Saturday, March 15, 2014

Media A-Changing

I may not have noticed if I wasn't sick and lying in bed surfing the Internet a lot, but my blog post on Herc's quotes got a lot of attention. 



I mean, I figured it might be on a message board somewhere, with a link to this blog and then people would discuss it here. But there isn't a single comment on that post on SV. The story on the MLS site has around a hundred (and counting!).

Maybe people didn't comment here on SV or even come over, though both the articles included the link, because the quotes used were so numerous and complete, they didn't feel they had to bother. 

Who knows. It's not that I'm mad, but it's more that I'm noting how things have changed. It used to be that soccer fans would check several places for bits of news and post them to other fans via message boards, but now regular websites have editors who search the web for those kind of stories. Whether it's an article written about what a soccer player posted on Twitter, or what a freelancer posts on her blog, they're on it to make a story out of it. 

Incidentally, some fans have really reacted to Herc about the quotes on Twitter, wishing for him to tear his ACL, even. Part of me thinks it's because of the way the stories were packaged. I put what Herc said on my blog without a lot of comment, but both articles presented it as "ooooooh! Look what "inciendiary" "calling out" Herc is doing".  That's teeing it up to provoke.

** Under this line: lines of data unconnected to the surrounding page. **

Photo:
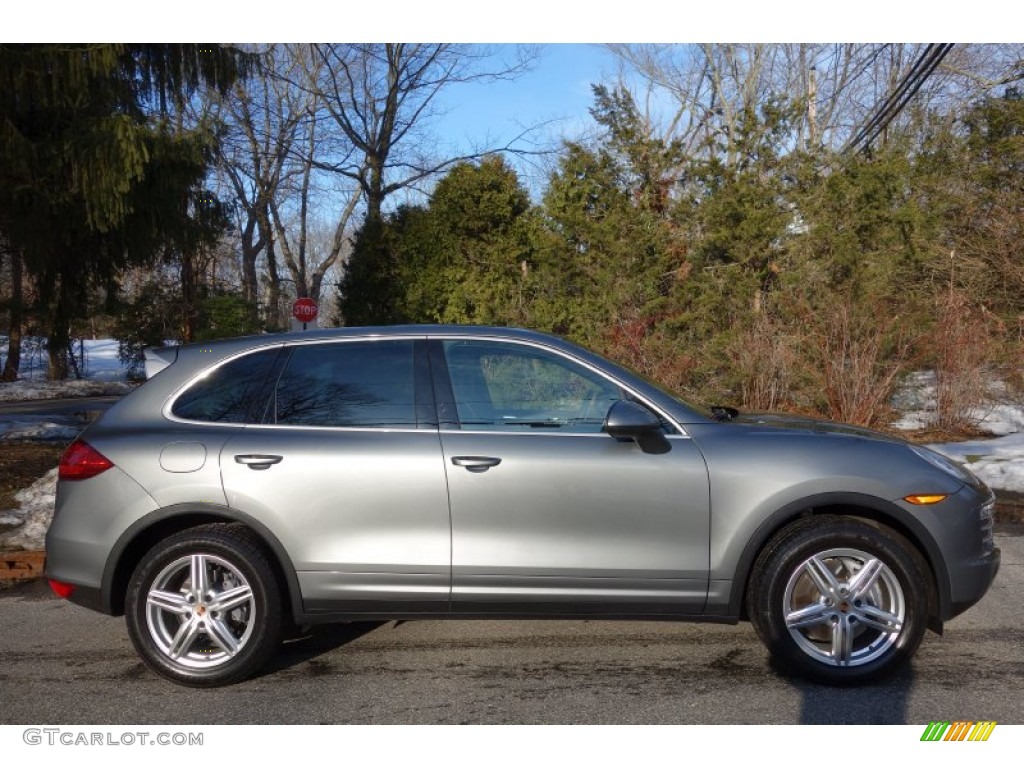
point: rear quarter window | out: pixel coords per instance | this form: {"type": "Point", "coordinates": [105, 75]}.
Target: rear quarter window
{"type": "Point", "coordinates": [351, 384]}
{"type": "Point", "coordinates": [227, 394]}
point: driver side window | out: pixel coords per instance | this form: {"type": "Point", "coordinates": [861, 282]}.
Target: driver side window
{"type": "Point", "coordinates": [519, 388]}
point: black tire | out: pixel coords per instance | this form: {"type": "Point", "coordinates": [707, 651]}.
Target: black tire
{"type": "Point", "coordinates": [216, 638]}
{"type": "Point", "coordinates": [862, 622]}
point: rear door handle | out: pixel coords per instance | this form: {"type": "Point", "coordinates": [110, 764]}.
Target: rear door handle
{"type": "Point", "coordinates": [257, 461]}
{"type": "Point", "coordinates": [476, 463]}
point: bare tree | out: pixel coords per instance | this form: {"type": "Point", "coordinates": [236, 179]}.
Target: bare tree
{"type": "Point", "coordinates": [380, 98]}
{"type": "Point", "coordinates": [710, 86]}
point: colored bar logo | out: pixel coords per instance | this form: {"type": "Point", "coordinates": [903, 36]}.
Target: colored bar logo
{"type": "Point", "coordinates": [960, 730]}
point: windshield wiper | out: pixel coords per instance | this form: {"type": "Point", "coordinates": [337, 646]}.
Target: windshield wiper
{"type": "Point", "coordinates": [723, 413]}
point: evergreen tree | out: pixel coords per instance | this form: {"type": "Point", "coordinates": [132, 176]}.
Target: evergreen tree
{"type": "Point", "coordinates": [96, 168]}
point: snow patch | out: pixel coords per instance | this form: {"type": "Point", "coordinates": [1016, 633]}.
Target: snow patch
{"type": "Point", "coordinates": [915, 400]}
{"type": "Point", "coordinates": [26, 389]}
{"type": "Point", "coordinates": [33, 516]}
{"type": "Point", "coordinates": [999, 462]}
{"type": "Point", "coordinates": [46, 429]}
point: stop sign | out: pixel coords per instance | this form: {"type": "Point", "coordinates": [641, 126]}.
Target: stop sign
{"type": "Point", "coordinates": [304, 310]}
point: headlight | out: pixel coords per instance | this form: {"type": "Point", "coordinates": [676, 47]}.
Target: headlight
{"type": "Point", "coordinates": [945, 464]}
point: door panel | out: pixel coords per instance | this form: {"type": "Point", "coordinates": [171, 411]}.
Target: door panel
{"type": "Point", "coordinates": [579, 518]}
{"type": "Point", "coordinates": [348, 473]}
{"type": "Point", "coordinates": [363, 513]}
{"type": "Point", "coordinates": [550, 512]}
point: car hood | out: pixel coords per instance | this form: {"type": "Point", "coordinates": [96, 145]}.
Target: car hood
{"type": "Point", "coordinates": [807, 424]}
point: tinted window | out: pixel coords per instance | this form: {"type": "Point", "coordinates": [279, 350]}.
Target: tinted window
{"type": "Point", "coordinates": [350, 384]}
{"type": "Point", "coordinates": [514, 387]}
{"type": "Point", "coordinates": [228, 393]}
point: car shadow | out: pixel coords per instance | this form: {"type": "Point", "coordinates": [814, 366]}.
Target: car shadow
{"type": "Point", "coordinates": [882, 702]}
{"type": "Point", "coordinates": [305, 644]}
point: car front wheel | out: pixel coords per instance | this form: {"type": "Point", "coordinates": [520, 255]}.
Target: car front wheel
{"type": "Point", "coordinates": [204, 606]}
{"type": "Point", "coordinates": [839, 600]}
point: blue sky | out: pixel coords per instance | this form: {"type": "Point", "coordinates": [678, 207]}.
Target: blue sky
{"type": "Point", "coordinates": [550, 102]}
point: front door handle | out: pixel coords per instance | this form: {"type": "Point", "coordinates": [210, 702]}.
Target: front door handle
{"type": "Point", "coordinates": [257, 461]}
{"type": "Point", "coordinates": [476, 463]}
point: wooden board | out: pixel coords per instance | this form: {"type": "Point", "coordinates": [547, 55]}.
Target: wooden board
{"type": "Point", "coordinates": [20, 565]}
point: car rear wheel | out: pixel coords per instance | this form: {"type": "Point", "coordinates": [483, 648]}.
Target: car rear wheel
{"type": "Point", "coordinates": [204, 606]}
{"type": "Point", "coordinates": [839, 600]}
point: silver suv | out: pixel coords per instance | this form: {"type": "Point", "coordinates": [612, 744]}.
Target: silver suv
{"type": "Point", "coordinates": [425, 472]}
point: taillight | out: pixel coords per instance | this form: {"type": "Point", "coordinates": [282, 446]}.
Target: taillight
{"type": "Point", "coordinates": [61, 589]}
{"type": "Point", "coordinates": [81, 461]}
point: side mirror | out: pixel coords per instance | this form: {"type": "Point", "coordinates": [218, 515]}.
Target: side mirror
{"type": "Point", "coordinates": [628, 420]}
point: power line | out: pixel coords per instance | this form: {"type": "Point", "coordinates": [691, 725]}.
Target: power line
{"type": "Point", "coordinates": [901, 95]}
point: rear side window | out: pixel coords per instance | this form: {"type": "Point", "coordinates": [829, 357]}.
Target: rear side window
{"type": "Point", "coordinates": [227, 394]}
{"type": "Point", "coordinates": [349, 384]}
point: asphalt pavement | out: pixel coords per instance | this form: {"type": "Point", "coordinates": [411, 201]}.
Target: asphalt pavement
{"type": "Point", "coordinates": [60, 664]}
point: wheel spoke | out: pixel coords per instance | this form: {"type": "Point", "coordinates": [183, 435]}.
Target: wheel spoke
{"type": "Point", "coordinates": [183, 638]}
{"type": "Point", "coordinates": [823, 579]}
{"type": "Point", "coordinates": [842, 648]}
{"type": "Point", "coordinates": [173, 602]}
{"type": "Point", "coordinates": [200, 579]}
{"type": "Point", "coordinates": [231, 598]}
{"type": "Point", "coordinates": [880, 620]}
{"type": "Point", "coordinates": [864, 579]}
{"type": "Point", "coordinates": [221, 635]}
{"type": "Point", "coordinates": [808, 615]}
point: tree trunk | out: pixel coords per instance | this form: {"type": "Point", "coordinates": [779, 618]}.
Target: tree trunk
{"type": "Point", "coordinates": [188, 284]}
{"type": "Point", "coordinates": [273, 317]}
{"type": "Point", "coordinates": [58, 339]}
{"type": "Point", "coordinates": [13, 360]}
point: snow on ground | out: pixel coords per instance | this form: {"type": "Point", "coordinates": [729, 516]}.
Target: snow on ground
{"type": "Point", "coordinates": [999, 462]}
{"type": "Point", "coordinates": [35, 510]}
{"type": "Point", "coordinates": [915, 401]}
{"type": "Point", "coordinates": [45, 428]}
{"type": "Point", "coordinates": [100, 366]}
{"type": "Point", "coordinates": [27, 389]}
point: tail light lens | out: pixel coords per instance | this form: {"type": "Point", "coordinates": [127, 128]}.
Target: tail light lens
{"type": "Point", "coordinates": [81, 461]}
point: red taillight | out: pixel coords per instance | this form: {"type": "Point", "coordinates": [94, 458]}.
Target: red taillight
{"type": "Point", "coordinates": [60, 589]}
{"type": "Point", "coordinates": [81, 461]}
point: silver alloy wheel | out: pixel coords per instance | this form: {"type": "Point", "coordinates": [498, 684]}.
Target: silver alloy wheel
{"type": "Point", "coordinates": [844, 607]}
{"type": "Point", "coordinates": [200, 611]}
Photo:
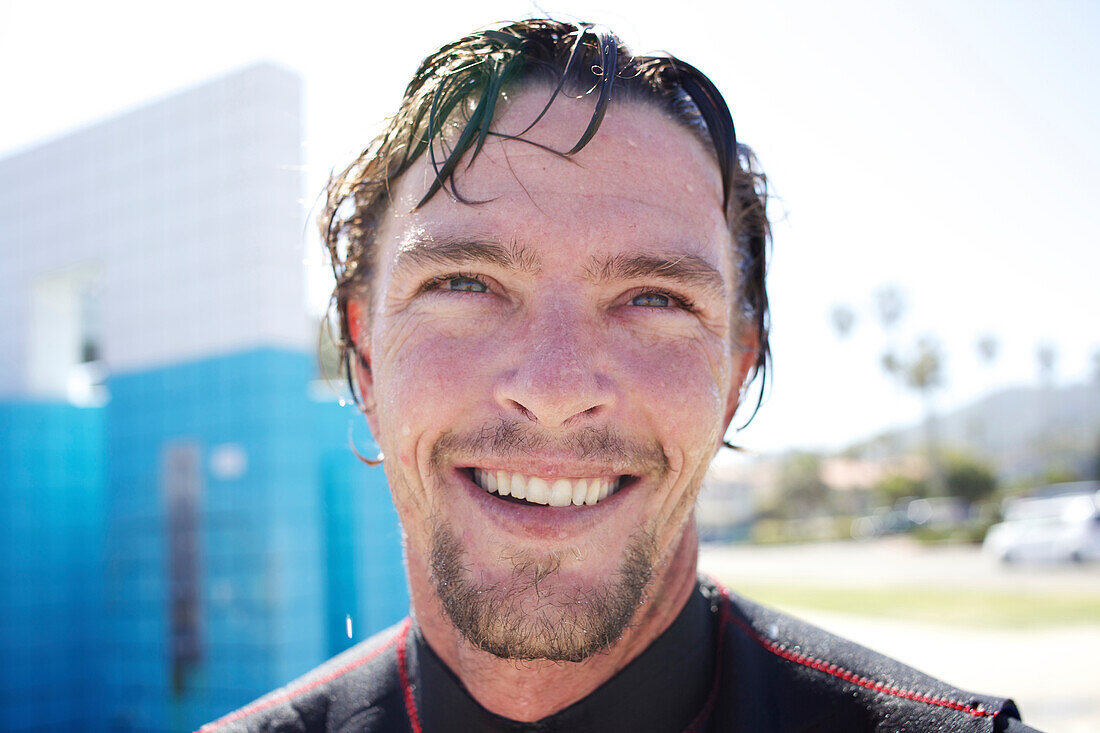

Then people wonder why players don't want to say anything non-generic to the press. 

So folks, how do you like the media shift?  Thoughts? 

2 comments:

Dan Werner said...

Personally, I think it's proof that Herc was right about Galaxy fans being apathetic. :) But seriously, folks...

I've rarely posted comments to any article I read, soccer or otherwise, so maybe I'm not the right person to ask, but I think it comes down to discovery of the content and how strong the community is for a particular site.

I discover articles via RSS mainly and, along with Sideline Views, get feeds from Stephen Goff's Wash Post "Soccer Insider" blog (I'm a DC United supporter), Soccer By Ives, and Fox Soccer. My unread count for Fox is so high that it often seems too intimidating to even read that one. But I don't think most use RSS; it's probably more common for others to discover via twitter (I find some things there also), facebook, or by going to the site directly to scan article titles.

In terms of commenting, it's regrettably more likely for people to comment where they read the content than by clicking through to the actual source (just plain laziness), although it does surprise me that you didn't get any comments at all. On the other hand, the NBC Sports article only has 3 comments right now, so they (or the "ProSoccerTalk" blog) aren't getting much interaction either. MLS must be well-optimized (SEO? via twitter?) to get the word out for their content. I find it likely that a Galaxy supporter site/blog that has a ton of readers probably linked to the MLS article, which drove many of those commenters there.

So I don't know if any of that's helpful, but I hope the lack of comments doesn't discourage you from posting. I found Sideline Views some years back (don't even remember how) when both you and Luis Bueno posted. I've always enjoyed reading the articles. If you keep posting, I'll gladly keep reading. And hopefully remembering to comment from time to time...

A.C. said...

Dan, thanks for your comment. I will try to post more regularly.